Journal of Theoretical Biology最新文献_第6页

Peripheral straightness leads to shape diversification during formations of entire leaves 外围平直度导致整个叶片形成过程中的形状多样化。

IF 1.9 4区数学 Q2 BIOLOGY

Journal of Theoretical Biology

Pub Date : 2024-11-15 DOI: 10.1016/j.jtbi.2024.111990

Akiko M. Nakamasu

The ways to read out positional information are essential to determine final shapes in developmental processes. Relative shaping to different sizes of positional information enables robust morphogenesis; however, the same difference sometimes causes diversity. Different responses to a positional information will enable such switching of identical/diverse shapes, though detail mechanisms remain unknown.

In this paper, we describe growing forms by constructing the contour of a two-dimensional object using propagating points and segments connecting them. In plant morphogenesis that lacks almost cell movements, tissue growth accompanied by cell divisions is central. We focused on peripheral cell composition in leaf formation as a frame. The growth with or without cell division on the periphery was analyzed with simple algorithms. We calculated the shapes of entire leaves with different ovality using combined growth algorithms as a model. Responces of the respective algorithms to simple positional information were explored to seek the origin of the shape diversification.

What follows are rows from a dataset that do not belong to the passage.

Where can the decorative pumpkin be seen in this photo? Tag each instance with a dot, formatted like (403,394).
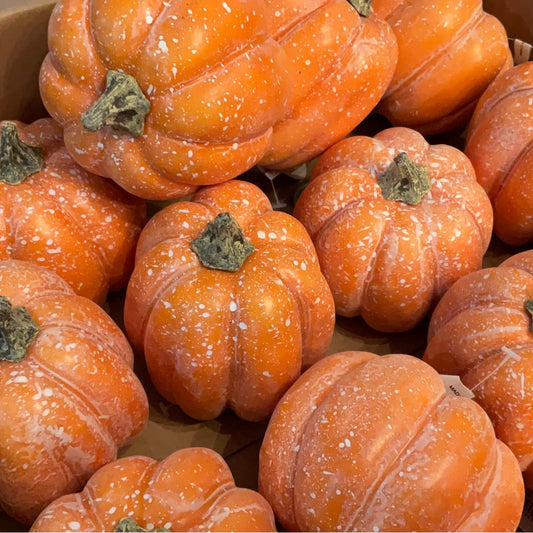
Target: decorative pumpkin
(449,52)
(363,442)
(481,331)
(55,214)
(69,398)
(227,302)
(395,222)
(164,96)
(190,490)
(342,60)
(499,144)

The algorithm for “growth with cell divisions” maintained identical shapes; however, diverse shapes were generated by the algorithm “growth without cell division” with gradients. The simplified model allowed us to interpret the oval shape diversity due to slants on edges. We concluded that peripheral straightness can generate shape diversity, at least in leaf morphogenesis.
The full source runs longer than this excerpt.